Oscar Piastri, pilote vedette de F1 australien.Crédit: PA

Les règles de la F1 dans leur ensemble ont essuyé cette semaine les critiques de Max Verstappen qui a déclaré que la nouvelle réglementation pourrait accélérer son départ du sport parce que les voitures de 2026 ne sont « pas amusantes à conduire », « anti-course » et « Formule E sous stéroïdes ».

Dans une attaque étonnante après deux jours d’essais de pré-saison, le quadruple champion du monde de Red Bull n’a pas retenu son bilan.

Les voitures de 2026 seront alimentées à 50-50 entre moteur à combustion interne et batterie, ce qui obligera les conducteurs à « gérer » le déploiement de la puissance dont ils disposent, en reculant et en rechargeant régulièrement leurs batteries afin de pouvoir ensuite utiliser le « mode boost » d’énergie.

« Pas très amusant pour être honnête », a déclaré Verstappen. « Je dirais que le mot juste est « gestion ».

« D’un autre côté, je sais aussi combien de travail a été fait en arrière-plan, également du côté du moteur, de la part des gars, donc ce n’est pas toujours la chose la plus gentille à dire. Mais je veux aussi être (honnête). En tant que pilote, le sentiment n’est pas très proche de celui de la Formule 1. Cela ressemble un peu plus à la Formule E sous stéroïdes. »

Vendredi, Piastri s’adressait aux journalistes après le départ des pilotes à Bahreïn, qui s’est transformé en un exercice assez chaotique, mais il a déclaré que cela n’était pas lié aux nouveaux moteurs mais à un problème de communication.

L’Australien n’avait pas réussi à s’en sortir dans sa McLaren mais expliquait : « On m’a dit d’attendre que celui qui était devant moi soit parti, puis de faire mon propre lancement, et de ne pas le faire aux lumières.

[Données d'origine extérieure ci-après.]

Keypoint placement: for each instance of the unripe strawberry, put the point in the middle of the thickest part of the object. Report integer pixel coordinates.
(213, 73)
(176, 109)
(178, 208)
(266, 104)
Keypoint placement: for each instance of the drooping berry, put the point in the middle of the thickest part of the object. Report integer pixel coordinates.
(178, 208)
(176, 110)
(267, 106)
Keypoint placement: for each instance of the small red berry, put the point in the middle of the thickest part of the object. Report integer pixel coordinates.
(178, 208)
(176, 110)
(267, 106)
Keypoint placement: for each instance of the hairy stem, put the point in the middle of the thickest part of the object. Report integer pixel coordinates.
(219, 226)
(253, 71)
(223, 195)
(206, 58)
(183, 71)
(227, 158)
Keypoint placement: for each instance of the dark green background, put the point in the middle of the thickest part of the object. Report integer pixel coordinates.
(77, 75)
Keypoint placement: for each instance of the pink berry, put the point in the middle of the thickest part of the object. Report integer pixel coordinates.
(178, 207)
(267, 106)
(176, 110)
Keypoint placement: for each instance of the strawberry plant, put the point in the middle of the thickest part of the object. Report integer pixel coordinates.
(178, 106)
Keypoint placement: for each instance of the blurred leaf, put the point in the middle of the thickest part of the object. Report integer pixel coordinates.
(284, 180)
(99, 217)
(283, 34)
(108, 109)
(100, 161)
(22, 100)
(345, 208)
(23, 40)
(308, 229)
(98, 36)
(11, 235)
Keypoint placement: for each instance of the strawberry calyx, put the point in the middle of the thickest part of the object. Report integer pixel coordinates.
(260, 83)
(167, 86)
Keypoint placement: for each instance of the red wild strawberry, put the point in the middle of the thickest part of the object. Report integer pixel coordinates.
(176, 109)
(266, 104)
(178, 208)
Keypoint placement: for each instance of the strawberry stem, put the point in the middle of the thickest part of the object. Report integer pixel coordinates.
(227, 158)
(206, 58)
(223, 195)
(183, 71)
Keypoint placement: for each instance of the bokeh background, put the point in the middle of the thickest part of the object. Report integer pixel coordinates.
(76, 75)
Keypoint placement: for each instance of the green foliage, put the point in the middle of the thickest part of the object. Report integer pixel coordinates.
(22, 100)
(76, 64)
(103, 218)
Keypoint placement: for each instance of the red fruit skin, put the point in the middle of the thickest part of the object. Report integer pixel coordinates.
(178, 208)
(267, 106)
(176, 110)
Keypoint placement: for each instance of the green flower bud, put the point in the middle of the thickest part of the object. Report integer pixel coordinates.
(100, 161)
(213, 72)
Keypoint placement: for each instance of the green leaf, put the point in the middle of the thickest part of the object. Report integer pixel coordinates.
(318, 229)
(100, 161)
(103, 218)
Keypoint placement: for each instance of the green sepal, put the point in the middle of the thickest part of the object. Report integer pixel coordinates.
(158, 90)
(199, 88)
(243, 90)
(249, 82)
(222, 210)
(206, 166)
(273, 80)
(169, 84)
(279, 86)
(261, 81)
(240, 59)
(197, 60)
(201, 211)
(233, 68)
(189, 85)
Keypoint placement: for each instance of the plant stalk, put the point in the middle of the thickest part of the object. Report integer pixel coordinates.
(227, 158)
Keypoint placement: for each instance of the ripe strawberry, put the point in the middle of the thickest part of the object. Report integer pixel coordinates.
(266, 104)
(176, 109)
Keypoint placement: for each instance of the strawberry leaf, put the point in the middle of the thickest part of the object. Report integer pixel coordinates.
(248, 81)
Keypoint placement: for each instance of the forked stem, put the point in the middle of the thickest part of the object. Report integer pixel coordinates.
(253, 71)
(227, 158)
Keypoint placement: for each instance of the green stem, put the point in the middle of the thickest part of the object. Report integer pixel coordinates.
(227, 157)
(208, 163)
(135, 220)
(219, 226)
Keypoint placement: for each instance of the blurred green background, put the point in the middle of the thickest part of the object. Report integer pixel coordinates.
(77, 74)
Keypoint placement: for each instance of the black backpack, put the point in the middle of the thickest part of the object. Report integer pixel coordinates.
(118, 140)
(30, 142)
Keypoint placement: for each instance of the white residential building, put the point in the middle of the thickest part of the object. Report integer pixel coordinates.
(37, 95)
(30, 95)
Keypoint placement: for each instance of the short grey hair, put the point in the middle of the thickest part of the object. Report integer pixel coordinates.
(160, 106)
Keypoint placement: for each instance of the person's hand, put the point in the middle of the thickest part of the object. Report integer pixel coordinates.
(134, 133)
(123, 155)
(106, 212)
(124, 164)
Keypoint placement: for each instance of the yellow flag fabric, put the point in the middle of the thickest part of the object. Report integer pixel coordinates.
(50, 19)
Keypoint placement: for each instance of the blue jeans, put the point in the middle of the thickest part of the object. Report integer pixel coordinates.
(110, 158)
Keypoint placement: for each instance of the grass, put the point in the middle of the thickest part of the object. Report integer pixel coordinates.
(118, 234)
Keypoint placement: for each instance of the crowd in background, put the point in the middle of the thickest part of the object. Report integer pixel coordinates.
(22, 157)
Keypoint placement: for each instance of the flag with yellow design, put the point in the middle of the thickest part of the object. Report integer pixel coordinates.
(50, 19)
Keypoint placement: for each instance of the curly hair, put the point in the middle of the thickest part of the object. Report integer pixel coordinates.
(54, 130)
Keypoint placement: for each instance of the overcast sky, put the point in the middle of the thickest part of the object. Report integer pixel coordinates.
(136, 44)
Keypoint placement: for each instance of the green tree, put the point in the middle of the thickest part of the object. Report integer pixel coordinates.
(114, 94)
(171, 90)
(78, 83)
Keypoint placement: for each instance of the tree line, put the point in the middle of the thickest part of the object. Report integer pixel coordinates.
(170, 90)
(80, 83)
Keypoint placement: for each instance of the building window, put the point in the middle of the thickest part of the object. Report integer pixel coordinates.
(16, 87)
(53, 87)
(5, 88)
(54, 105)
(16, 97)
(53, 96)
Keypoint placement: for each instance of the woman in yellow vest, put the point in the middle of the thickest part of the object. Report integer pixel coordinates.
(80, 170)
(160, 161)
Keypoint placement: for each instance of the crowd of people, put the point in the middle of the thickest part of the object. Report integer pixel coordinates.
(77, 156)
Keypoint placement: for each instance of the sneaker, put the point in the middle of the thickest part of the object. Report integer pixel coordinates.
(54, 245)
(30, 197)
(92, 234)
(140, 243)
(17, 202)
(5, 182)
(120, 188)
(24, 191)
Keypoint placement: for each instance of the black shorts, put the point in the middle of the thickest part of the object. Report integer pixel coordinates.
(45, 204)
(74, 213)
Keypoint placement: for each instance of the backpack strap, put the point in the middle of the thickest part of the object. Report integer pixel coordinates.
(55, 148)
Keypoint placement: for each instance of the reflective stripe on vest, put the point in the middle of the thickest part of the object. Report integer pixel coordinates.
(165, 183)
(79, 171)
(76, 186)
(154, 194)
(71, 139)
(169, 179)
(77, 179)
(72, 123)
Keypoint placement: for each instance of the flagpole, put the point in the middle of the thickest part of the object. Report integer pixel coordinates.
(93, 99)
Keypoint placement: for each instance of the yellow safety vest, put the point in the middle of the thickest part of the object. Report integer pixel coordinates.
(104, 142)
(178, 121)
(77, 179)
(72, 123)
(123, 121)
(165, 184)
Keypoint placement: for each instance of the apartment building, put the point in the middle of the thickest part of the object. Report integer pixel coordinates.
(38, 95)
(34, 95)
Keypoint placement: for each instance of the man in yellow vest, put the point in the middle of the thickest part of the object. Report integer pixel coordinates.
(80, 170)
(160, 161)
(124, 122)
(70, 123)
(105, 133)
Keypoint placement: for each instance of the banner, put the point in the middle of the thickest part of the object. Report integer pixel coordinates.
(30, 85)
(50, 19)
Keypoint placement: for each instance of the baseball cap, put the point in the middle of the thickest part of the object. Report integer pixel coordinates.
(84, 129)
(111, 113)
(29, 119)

« De toute évidence, d’autres personnes avaient une idée différente. Cela n’avait donc rien à voir avec les groupes motopropulseurs. »

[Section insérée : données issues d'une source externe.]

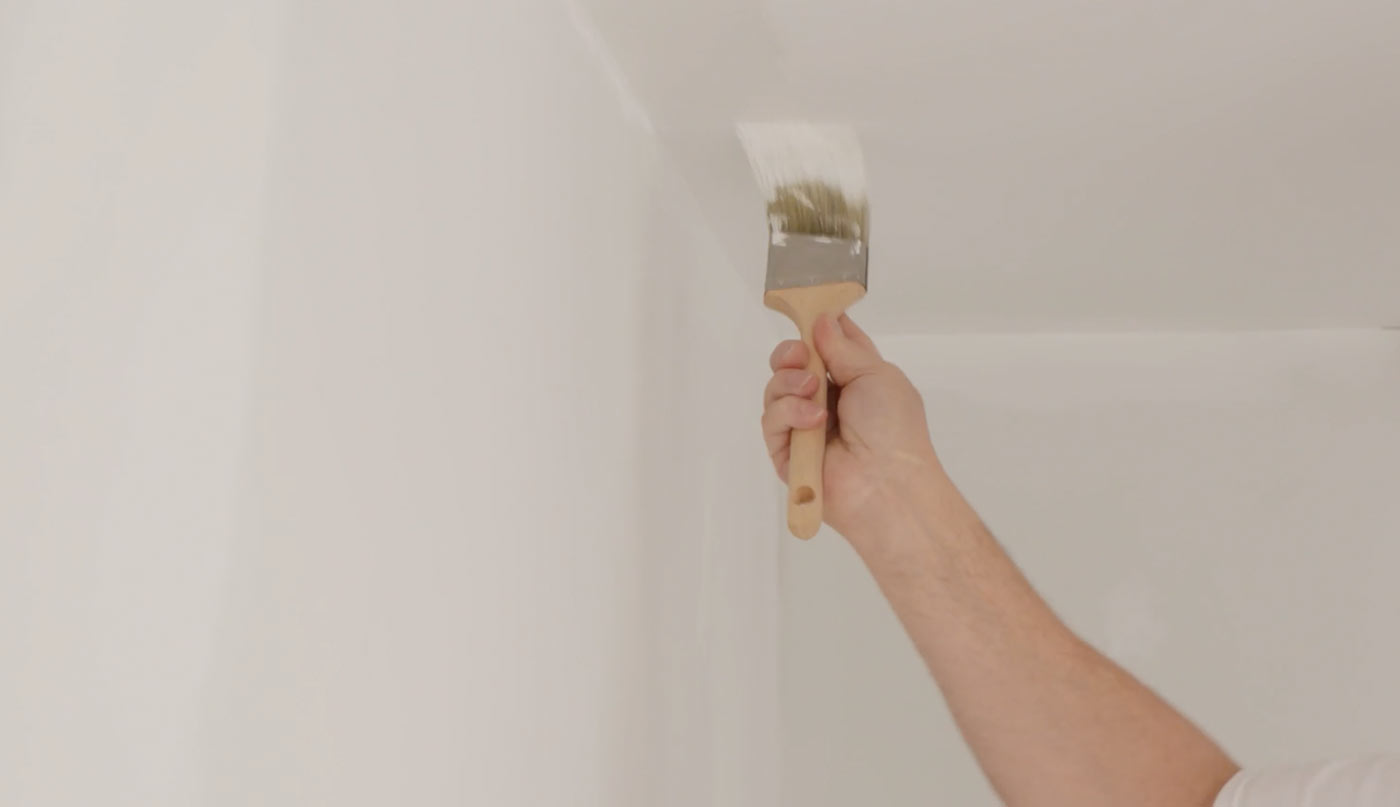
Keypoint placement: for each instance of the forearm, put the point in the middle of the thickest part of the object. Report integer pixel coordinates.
(1052, 720)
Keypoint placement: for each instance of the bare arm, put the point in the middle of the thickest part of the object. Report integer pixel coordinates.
(1050, 719)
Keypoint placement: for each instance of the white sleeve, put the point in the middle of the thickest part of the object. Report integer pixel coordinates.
(1361, 782)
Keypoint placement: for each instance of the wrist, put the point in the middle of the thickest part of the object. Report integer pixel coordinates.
(917, 510)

Quant à son verdict sur les équipes qui semblaient les plus puissantes au cours de la semaine – McLaren, Mercedes, Red Bull et Ferrari semblaient toutes être leurs puissances habituelles – il haussa les épaules : « Où nous en sommes dans la hiérarchie, je ne sais pas.

« Il semble que les quatre meilleures équipes soient toujours les quatre meilleures équipes, mais je ne sais pas exactement où nous en sommes pour le moment. »

George Russell de Mercedes, deuxième plus rapide vendredi devant Lewis Hamilton, troisième de Ferrari, était toujours catégorique sur le fait que Red Bull avait un avantage « assez effrayant » sur les autres alors que Max Verstappen terminait cinquième sur les feuilles de temps.

Red Bull, à son tour, a estimé que Mercedes avait l’air impressionnant alors que les jeux d’esprit pré-Melbourne commençaient à se mettre en marche.